The Forum has contributed to shaping the agenda between India and the EU and has helped deepen dialogue, with resulting reports widely disseminated among policymakers both in Delhi and Brussels. This volume, which starts with a consolidated report in the introductory chapter summarising the bilateral dialogue undertaken between the two parties during the last few years, represents the crystallisation of the initiative. It presents a selection of papers authored by Indian and European participants in the Forum as a forward-looking contribution to enhancing India-EU relations.

The EUISS-ICWA process is based on the assumption that a new paradigm needs to be explored in order to advance India-EU relations in the multilateral dimension of the Strategic Partnership, taking due account of the role of India as a regional and global actor as well as of the EU as a fully-fledged political actor. The predominant opinion among the organisers and experts in general is, however, that no substantive upgrading of India-EU relations has yet taken place.

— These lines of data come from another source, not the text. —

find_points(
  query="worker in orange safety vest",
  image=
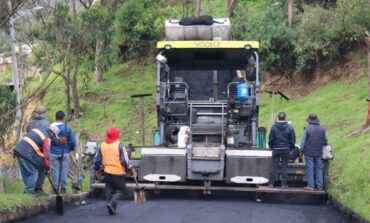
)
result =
(115, 160)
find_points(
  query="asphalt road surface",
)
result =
(193, 209)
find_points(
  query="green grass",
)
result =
(109, 104)
(342, 109)
(13, 196)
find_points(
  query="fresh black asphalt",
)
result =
(195, 208)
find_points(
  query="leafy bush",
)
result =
(269, 27)
(137, 24)
(327, 42)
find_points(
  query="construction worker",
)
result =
(281, 141)
(39, 119)
(313, 140)
(33, 153)
(116, 162)
(59, 161)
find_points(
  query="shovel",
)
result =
(139, 193)
(59, 205)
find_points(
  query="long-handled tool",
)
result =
(59, 199)
(139, 193)
(59, 205)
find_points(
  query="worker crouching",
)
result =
(115, 160)
(33, 153)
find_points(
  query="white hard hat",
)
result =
(54, 129)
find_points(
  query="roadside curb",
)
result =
(347, 213)
(20, 213)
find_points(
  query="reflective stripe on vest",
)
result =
(111, 158)
(34, 146)
(38, 132)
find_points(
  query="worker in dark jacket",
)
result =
(313, 140)
(39, 119)
(66, 140)
(33, 153)
(281, 141)
(116, 162)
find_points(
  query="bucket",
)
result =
(232, 137)
(156, 138)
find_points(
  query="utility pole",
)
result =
(15, 76)
(367, 40)
(290, 13)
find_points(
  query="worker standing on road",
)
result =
(116, 162)
(66, 140)
(39, 119)
(313, 140)
(33, 153)
(281, 141)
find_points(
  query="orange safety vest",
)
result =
(111, 158)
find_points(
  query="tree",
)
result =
(7, 103)
(197, 8)
(290, 13)
(367, 40)
(231, 5)
(99, 47)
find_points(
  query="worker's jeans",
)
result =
(33, 177)
(314, 167)
(279, 156)
(115, 185)
(56, 162)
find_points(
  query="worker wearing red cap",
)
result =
(115, 160)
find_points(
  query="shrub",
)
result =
(137, 24)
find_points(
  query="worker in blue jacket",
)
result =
(33, 153)
(66, 142)
(281, 141)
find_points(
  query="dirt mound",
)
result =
(301, 84)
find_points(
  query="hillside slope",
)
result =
(341, 107)
(342, 110)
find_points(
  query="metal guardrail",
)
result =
(261, 189)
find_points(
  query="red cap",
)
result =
(112, 135)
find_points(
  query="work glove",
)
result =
(133, 173)
(63, 140)
(47, 167)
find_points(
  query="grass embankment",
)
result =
(109, 104)
(342, 109)
(12, 196)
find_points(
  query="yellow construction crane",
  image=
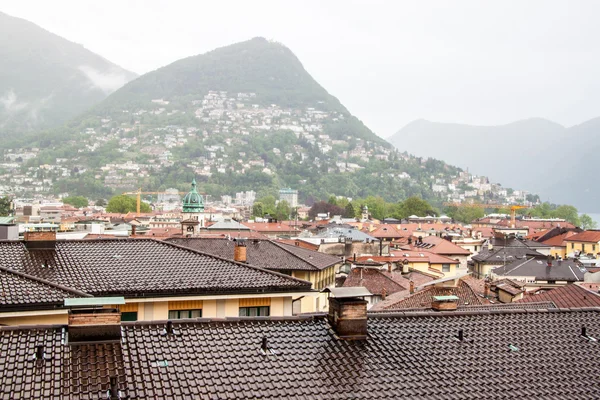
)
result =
(513, 208)
(139, 194)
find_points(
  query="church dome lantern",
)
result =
(193, 202)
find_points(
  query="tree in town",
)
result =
(282, 211)
(416, 206)
(124, 204)
(76, 201)
(587, 222)
(349, 211)
(5, 208)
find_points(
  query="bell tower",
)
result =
(193, 212)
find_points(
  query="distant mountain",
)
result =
(266, 68)
(243, 117)
(46, 80)
(536, 155)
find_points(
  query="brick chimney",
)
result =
(348, 317)
(92, 325)
(40, 240)
(239, 251)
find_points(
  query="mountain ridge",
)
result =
(46, 79)
(536, 153)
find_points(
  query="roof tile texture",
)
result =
(136, 266)
(266, 254)
(404, 356)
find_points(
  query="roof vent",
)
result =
(348, 317)
(40, 240)
(40, 354)
(90, 325)
(169, 330)
(113, 392)
(264, 347)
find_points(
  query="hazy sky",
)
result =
(478, 62)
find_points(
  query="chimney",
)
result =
(93, 325)
(445, 303)
(40, 240)
(239, 251)
(348, 317)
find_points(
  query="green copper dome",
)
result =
(193, 201)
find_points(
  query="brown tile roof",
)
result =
(18, 289)
(559, 240)
(560, 270)
(140, 267)
(442, 246)
(424, 298)
(267, 254)
(411, 256)
(269, 227)
(568, 296)
(586, 236)
(378, 282)
(504, 354)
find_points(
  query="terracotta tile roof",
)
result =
(507, 254)
(569, 296)
(424, 298)
(586, 236)
(271, 227)
(411, 256)
(442, 246)
(267, 254)
(387, 231)
(506, 354)
(561, 270)
(378, 282)
(18, 289)
(559, 240)
(140, 267)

Given that the potential of the Strategic Partnership is far from being fulfilled, a continuing discussion is needed on issues which should be explored as areas for future cooperation between India and the EU. The EU-India partnership cannot at the current point in time be defined as strategic despite being officially designated as such, hence the provocative title of this volume which does not reflect frustration but rather an aspiration to deepening and furthering cooperation between the two actors.